There is no such flag as -O4. At least I'm not aware of that one, and there is no trace of it in the official GCC documentation. So the maximum in this regard is -O3 and you should be definitely using it, not only to optimize math, but in release builds in general.
-funroll-loops is a very good choice for math routines, especially involving vector/matrix operations where the size of the loop can be deduced at compile-time (and as a result unrolled by the compiler).
I can recommend 2 more flags: -march=native and -mfpmath=sse. Similarly to -O3, -march=native is good in general for release builds of any software and not only math intensive. -mfpmath=sse enables use of XMM registers in floating point instructions (instead of stack in x87 mode).
Furthermore, I'd like to say that it's a pity that you don't want to modify your code to get better performance as this is the main source of speedup for vector/matrix routines. Thanks to SIMD, SSE Intrinsics, and Vectorization, the heavy-linear-algebra code can be orders of magnitude faster than without them. However, proper application of these techniques requires in-depth knowledge of their internals and quite some time/effort to modify (actually rewrite) the code.

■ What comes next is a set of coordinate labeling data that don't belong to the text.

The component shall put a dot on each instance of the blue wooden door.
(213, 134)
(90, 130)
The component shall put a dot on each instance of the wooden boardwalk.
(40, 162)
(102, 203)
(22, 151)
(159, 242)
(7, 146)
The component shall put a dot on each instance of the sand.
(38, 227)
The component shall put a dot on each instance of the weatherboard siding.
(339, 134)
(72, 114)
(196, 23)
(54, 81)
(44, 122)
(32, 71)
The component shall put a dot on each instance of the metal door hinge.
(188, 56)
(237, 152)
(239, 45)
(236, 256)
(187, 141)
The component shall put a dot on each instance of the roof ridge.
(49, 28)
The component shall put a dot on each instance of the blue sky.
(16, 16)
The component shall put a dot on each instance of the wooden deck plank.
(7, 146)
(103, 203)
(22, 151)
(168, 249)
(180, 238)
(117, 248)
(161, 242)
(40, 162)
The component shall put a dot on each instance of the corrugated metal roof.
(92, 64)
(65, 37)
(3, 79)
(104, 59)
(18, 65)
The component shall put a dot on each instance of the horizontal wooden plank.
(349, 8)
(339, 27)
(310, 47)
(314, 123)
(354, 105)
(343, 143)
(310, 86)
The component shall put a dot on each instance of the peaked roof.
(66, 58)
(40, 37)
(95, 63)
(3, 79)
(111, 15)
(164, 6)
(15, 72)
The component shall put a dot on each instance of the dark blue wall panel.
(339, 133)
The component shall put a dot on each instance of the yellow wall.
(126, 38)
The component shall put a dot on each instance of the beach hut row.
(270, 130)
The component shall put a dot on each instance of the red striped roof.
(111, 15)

Nevertheless, there is one option that could be suitable in your case. GCC offers auto-vectorization which can be enabled by -ftree-vectorize, but it is unnecessary since you are using -O3 (because it includes -ftree-vectorize already). The point is that you should still help GCC a little bit to understand which code can be auto-vectorized. The modifications are usually minor (if needed at all), but you have to make yourself familiar with them. So see the Vectorizable Loops section in the link above.
Finally, I recommend you to look into Eigen, the C++ template-based library which has highly efficient implementation of most common linear algebra routines. It utilizes all the techniques mentioned here so far in a very clever way. The interface is purely object-oriented, neat, and pleasing to use. The object-oriented approach looks very relevant to linear algebra as it usually manipulates the pure objects such as matrices, vectors, quaternions, rotations, filters, and so on. As a result, when programming with Eigen, you never have to deal with such low level concepts (as SSE, Vectorization, etc.) yourself, but just enjoy solving your specific problem.